Freeman's blog is clean (her mother reads it) and apolitical. It's a kind world, of the bittersweet feelings of parents whose two daughters are trying their wings, of walks in the woods with golden retrievers. She tries to keep it a happy place.
"I think the world needs less snark," Freeman said.
But the blog is also her life's story, a place where hurt and pain intrude, captured in blog entries posted under the heading of "Bad days," like the time in September that her brother had a heart attack and her youngest daughter had pneumonia. They both are better now.
But poor, sweet Harley.
"Harley's only fault is that her life was too short," Freeman wrote the day after Thanksgiving last November.
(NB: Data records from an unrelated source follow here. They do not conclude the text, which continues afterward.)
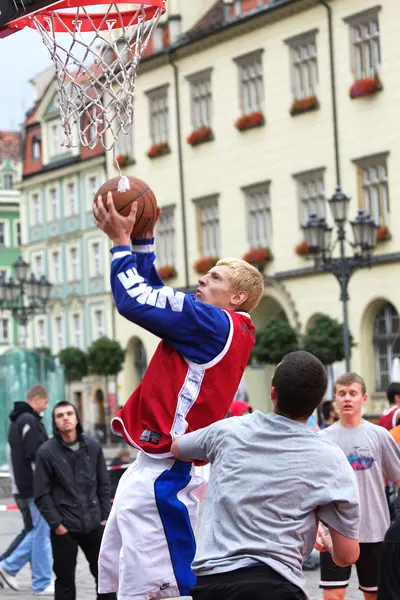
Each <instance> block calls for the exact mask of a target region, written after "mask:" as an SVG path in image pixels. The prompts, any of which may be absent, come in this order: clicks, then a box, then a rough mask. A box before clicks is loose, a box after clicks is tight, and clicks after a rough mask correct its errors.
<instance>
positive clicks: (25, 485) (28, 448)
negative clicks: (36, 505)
mask: <svg viewBox="0 0 400 600" xmlns="http://www.w3.org/2000/svg"><path fill="white" fill-rule="evenodd" d="M48 402H49V394H48V392H47V390H46V389H45V388H44V387H43V386H41V385H34V386H33V387H31V388H30V389H29V390H28V393H27V396H26V402H15V404H14V409H13V411H12V412H11V414H10V421H11V425H10V429H9V432H8V443H9V448H10V458H11V469H12V474H13V482H14V485H15V489H14V494H15V497H16V501H17V504H18V507H19V509H20V511H21V514H22V518H23V521H24V531H25V534H24V535H23V536H22V537H21V538H20V543H19V544H16V545H15V548H14V550H13V551H12V552H11V553H7V554H8V555H7V557H6V558H5V559H4V560H2V561H1V562H0V581H1V583H2V584H3V585H5V586H7V587H10V588H12V589H13V590H15V591H18V590H19V585H18V582H17V578H16V576H17V574H18V573H19V571H20V570H21V569H22V567H23V566H24V565H25V564H26V563H27V562H30V563H31V568H32V591H33V593H34V594H35V595H40V596H42V595H52V594H53V593H54V587H53V584H52V583H51V547H50V542H49V528H48V526H47V523H46V522H45V520H44V519H43V518H42V517H41V515H40V513H39V511H38V510H37V508H36V506H35V503H34V500H33V473H34V468H35V461H36V456H37V451H38V449H39V447H40V446H41V445H42V444H43V443H44V442H46V440H47V439H48V435H47V432H46V429H45V427H44V425H43V424H42V414H43V411H44V410H45V409H46V408H47V404H48Z"/></svg>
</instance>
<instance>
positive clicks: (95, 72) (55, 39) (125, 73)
mask: <svg viewBox="0 0 400 600" xmlns="http://www.w3.org/2000/svg"><path fill="white" fill-rule="evenodd" d="M82 4H84V6H83V5H82ZM99 5H100V6H99ZM93 7H95V9H96V11H97V12H90V9H92V10H94V8H93ZM122 7H123V8H124V10H122ZM103 8H104V10H102V9H103ZM66 9H68V10H66ZM70 9H74V10H72V11H71V10H70ZM99 9H100V10H99ZM164 12H165V0H144V1H141V2H131V1H130V0H120V1H119V2H118V4H110V3H109V0H62V1H60V2H56V3H55V4H54V5H52V6H51V7H49V8H46V9H43V10H41V11H38V12H36V13H34V14H32V15H28V16H25V17H23V18H22V19H19V20H18V22H16V24H15V25H14V27H18V29H20V28H22V27H25V26H29V27H31V28H33V29H37V30H38V31H39V33H40V34H41V36H42V39H43V42H44V44H45V45H46V46H47V48H48V50H49V52H50V55H51V58H52V60H53V62H54V65H55V72H56V76H57V82H58V92H59V100H60V117H61V125H62V127H63V130H64V140H63V143H62V145H63V146H65V147H67V148H71V147H74V146H78V145H83V146H87V147H89V148H94V147H95V146H96V145H97V144H99V143H101V144H102V145H103V147H104V148H105V149H106V150H113V152H114V158H115V144H116V142H117V139H118V136H119V134H120V133H121V132H122V133H123V134H127V133H128V132H129V131H130V128H131V126H132V123H133V112H134V111H133V100H134V92H135V80H136V71H137V68H138V66H139V62H140V59H141V58H142V56H143V53H144V52H145V50H146V47H147V45H148V43H149V40H150V38H151V35H152V33H153V31H154V29H155V28H156V27H157V25H158V22H159V20H160V17H161V15H162V14H163V13H164ZM89 33H91V34H92V36H88V35H84V34H89ZM88 37H90V39H88ZM82 53H83V58H82Z"/></svg>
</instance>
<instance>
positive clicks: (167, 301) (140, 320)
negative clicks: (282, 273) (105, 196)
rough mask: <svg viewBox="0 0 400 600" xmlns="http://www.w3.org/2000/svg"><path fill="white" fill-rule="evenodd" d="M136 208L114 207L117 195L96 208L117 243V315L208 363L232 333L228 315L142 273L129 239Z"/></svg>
mask: <svg viewBox="0 0 400 600" xmlns="http://www.w3.org/2000/svg"><path fill="white" fill-rule="evenodd" d="M136 212H137V208H136V204H135V203H133V204H132V208H131V211H130V214H129V215H128V216H127V217H124V216H122V215H120V214H119V213H118V212H117V211H116V210H115V207H114V204H113V199H112V195H111V194H109V195H108V198H107V208H106V207H105V206H104V204H103V201H102V200H101V199H99V200H98V201H96V203H95V206H94V215H95V222H96V225H97V226H98V227H100V229H102V230H103V231H104V232H105V233H106V234H107V235H108V237H109V238H110V239H111V240H112V242H113V244H114V248H112V250H111V252H112V255H113V260H112V264H111V287H112V292H113V296H114V300H115V303H116V306H117V309H118V312H119V313H120V314H121V315H123V316H124V317H126V318H127V319H128V320H130V321H132V322H133V323H136V324H137V325H140V326H141V327H143V328H144V329H147V330H148V331H150V332H151V333H154V334H155V335H157V336H158V337H160V338H162V339H164V340H166V341H168V342H170V343H172V344H174V345H175V347H176V348H177V349H178V350H179V351H181V352H182V354H183V355H184V356H186V358H188V359H189V360H193V361H194V362H208V361H210V360H212V359H213V358H214V357H215V356H217V355H218V354H219V353H220V352H221V351H222V350H223V348H224V346H225V344H226V341H227V339H228V337H229V333H230V330H231V322H230V319H229V317H228V316H227V314H226V313H225V312H224V311H223V310H221V309H219V308H217V307H215V306H211V305H208V304H203V303H196V301H195V299H194V297H193V296H191V295H189V294H184V293H183V292H180V291H177V290H174V289H172V288H170V287H167V286H164V285H163V284H162V283H161V285H150V282H149V280H148V279H147V278H145V277H143V276H142V275H141V274H139V272H138V264H137V255H136V254H135V253H134V252H132V251H131V246H130V236H131V232H132V229H133V227H134V225H135V219H136Z"/></svg>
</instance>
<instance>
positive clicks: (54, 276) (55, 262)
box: [51, 250, 62, 283]
mask: <svg viewBox="0 0 400 600" xmlns="http://www.w3.org/2000/svg"><path fill="white" fill-rule="evenodd" d="M51 258H52V263H53V278H54V283H62V274H61V256H60V252H59V251H58V250H56V251H55V252H53V253H52V256H51Z"/></svg>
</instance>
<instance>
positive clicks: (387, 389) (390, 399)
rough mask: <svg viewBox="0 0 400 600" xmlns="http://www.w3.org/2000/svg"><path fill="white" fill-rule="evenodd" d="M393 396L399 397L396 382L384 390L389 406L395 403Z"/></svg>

"I am thankful for my dog Harley," she wrote. "She is not my whole life, but she has made me a (w)holier person. We are the Fric and Frac and the Tweedledee and Tweedledum of these here hills. With a wag of her tail, Harley talks me into long mountain treks….
"I am heartbroken to say that Harley died that Harley died today. She was resting her head on my eldest daughter's lap when she went to sleep. True to Harley's unselfish nature, she masked the severity of her illness.… Harley was deathly ill. Her kidneys were failing -- there was to be no more chasing tennis balls in her future, or eating. Or comfortable living.... The four of us talked with the vet. We all knew, especially Harley, what was happening. Harley deserved comfort and dignity in her dying.
"Maybe I can talk more about it later. But not now."
Harley was 9 years old.
And now there's a new dog, Annie, a golden retriever who is 8 months old, still puppyish and a bit of a pain, but friendly and curious.
She likes to go on walks. She's learning to fill the paws of a best dog friend who once accompanied a woman who continues to head out on a hunt for treasures and posting them in her Blue Ridge Blog.
■ Monte Mitchell can be reached in Wilkesboro at 336-667-5691 or at mmitchell@wsjournal.com.
About Marie Freeman
• AGE: 45.
• HOMETOWN: Valle Crucis.
• EDUCATION: Graduated in 1985 from Appalachian State University, where she studied economics and French.
• EXPERIENCE: Photographer at ASU from February 2008 to present. Photographer at Watauga Democrat newspaper from 1993 to February 2008.
• FAMILY: Husband, Virgil; daughters Elisabeth, 19, and Victoria, 18; dog, Annie, 8 months.
• QUOTE/PHILOSOPHY: "All I need is an outhouse and a dream."